PSTAT 5A: Lecture 21

Review of Probability

Ethan P. Marzban

2023-06-12

Probability

Basics of Probability

  • Experiment: A procedure we can repeat and infinite number of times, where each time we repeat the procedure the same fixed set of things (i.e. outcomes) can occur.

    • Outcome Space: The set of all outcomes associated with an experiment
  • Different ways to express an outcome space: as a set, using a table (for two-stage experiments), or using a tree.

  • Event: A subset of \(\Omega\)

    • I.e. an event is a set comprised of outcomes.

Example

Toss a fair coin twice, and record the outcome of each toss

  • Outcome Space:

    • As a set: \(\Omega = \{(H, H), \ (H, T), \ (T, H), \ (T, T) \}\)
    • As a table:
H T
H (H, H) (H, T)
T (T, H) (T, T)

Example

Toss a fair coin twice, and record the outcome of each toss

  • Outcome Space:

    • As a tree:
tree_diagram base o H1 H base->H1 T1 T base->T1 H21 H H1->H21 T21 T H1->T21 H22 H T1->H22 T22 T T1->T22

Example

Toss a fair coin twice, and record the outcome of each toss

  • Some events:

    • “At least one heads:” \(\{(H, T), \ (T, H), \ (H, H)\}\)
    • “At most one heads:” \(\{(T, T), \ (T, H), \ (H, T)\}\)
    • “No heads and no tails:” \(\varnothing\)

Unions, Intersections, Complements


\(A^\complement\)
(complement)


\(A \cap B\)
(intersection)


\(A \cup B\)
(union)

DeMorgan’s Laws

  • \((E \cap F)^\complement = (E^\complement) \cup (F^\complement)\)

    • The opposite of “E and F” is “either E did not occur, or F did not occur (or both)”


  • \((E \cup F)^\complement = (E^\complement) \cap (F^\complement)\)

    • The opposite of “E or F” is “neither E nor F occur”

Probability

  • Two main ways of defining the probability of an event \(E\).

  • Classical Approach: \(\displaystyle \mathbb{P}(E) = \frac{\#(E)}{\#(\Omega)}\)

    • Can be used only when we have equally likely outcomes.

    • Keywords to look out for: at random, randomly, uniformly, etc.

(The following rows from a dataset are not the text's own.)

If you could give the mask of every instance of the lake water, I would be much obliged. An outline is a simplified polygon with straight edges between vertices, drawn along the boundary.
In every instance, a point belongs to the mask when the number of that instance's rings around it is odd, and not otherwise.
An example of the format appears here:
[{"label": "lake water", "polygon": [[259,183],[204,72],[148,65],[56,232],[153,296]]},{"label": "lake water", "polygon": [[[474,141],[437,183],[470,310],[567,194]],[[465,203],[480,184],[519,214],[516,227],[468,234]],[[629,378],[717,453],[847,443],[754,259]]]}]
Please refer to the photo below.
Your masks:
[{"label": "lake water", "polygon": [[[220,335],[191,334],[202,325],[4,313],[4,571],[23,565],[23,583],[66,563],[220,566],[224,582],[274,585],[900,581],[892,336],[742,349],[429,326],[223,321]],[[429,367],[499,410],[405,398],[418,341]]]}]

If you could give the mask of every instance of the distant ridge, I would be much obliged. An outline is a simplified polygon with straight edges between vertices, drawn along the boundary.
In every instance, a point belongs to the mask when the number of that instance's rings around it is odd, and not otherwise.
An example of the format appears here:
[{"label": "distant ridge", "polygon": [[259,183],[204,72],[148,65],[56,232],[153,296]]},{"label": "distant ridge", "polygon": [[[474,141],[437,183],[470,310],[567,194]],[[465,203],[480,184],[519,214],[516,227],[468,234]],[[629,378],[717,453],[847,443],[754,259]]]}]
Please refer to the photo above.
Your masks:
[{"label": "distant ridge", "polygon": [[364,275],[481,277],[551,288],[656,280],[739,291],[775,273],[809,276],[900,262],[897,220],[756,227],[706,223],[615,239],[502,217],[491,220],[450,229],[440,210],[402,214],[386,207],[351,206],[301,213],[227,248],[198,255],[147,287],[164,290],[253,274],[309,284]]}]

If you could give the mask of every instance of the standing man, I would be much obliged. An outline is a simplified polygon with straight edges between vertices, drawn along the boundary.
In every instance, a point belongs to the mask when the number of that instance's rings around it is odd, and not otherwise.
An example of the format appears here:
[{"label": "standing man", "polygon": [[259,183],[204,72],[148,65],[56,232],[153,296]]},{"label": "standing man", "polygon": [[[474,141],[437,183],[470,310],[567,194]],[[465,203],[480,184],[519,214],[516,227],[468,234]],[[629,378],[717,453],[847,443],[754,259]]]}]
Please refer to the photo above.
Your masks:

  • Long-Run Relative Frequency Approach: Define \(\mathbb{P}(E)\) to be the relative frequency of the times we observe \(E\), after an infinite number of repetitions of our experiment.

Relative Frequencies

Suppose we toss a coin and record whether the outcome lands heads or tails, and further suppose we observe the following tosses:

H,  T,   T,   H,   T,   H,   H,   H,   T,   T

  • To compute the relative frequency of heads after each toss, we count the number of times we observed heads and divide by the total number of tosses observed.
Toss 1 2 3 4 5 6 7 8 9 10
Outcome H T T H T H H H T T
Raw freq. of H 1 1 1 2 2 3 4 5 5 5
Rel. freq of H 1/1 1/2 1/3 2/4 2/5 3/6 4/7 5/8 5/9 5/10
  • It turns out (by what is known as the Weak Law of Large Numbers) that, regardless of the experiment and event, the relative frequencies will converge to some fixed value.
  • What the long-run frequencies approach to probability says is to define this value to be the probability of the event.

Conditional Probability

  • \(\mathbb{P}(E \mid F)\): represents our updated beliefs on \(E\), in the presence of the information contained in \(F\).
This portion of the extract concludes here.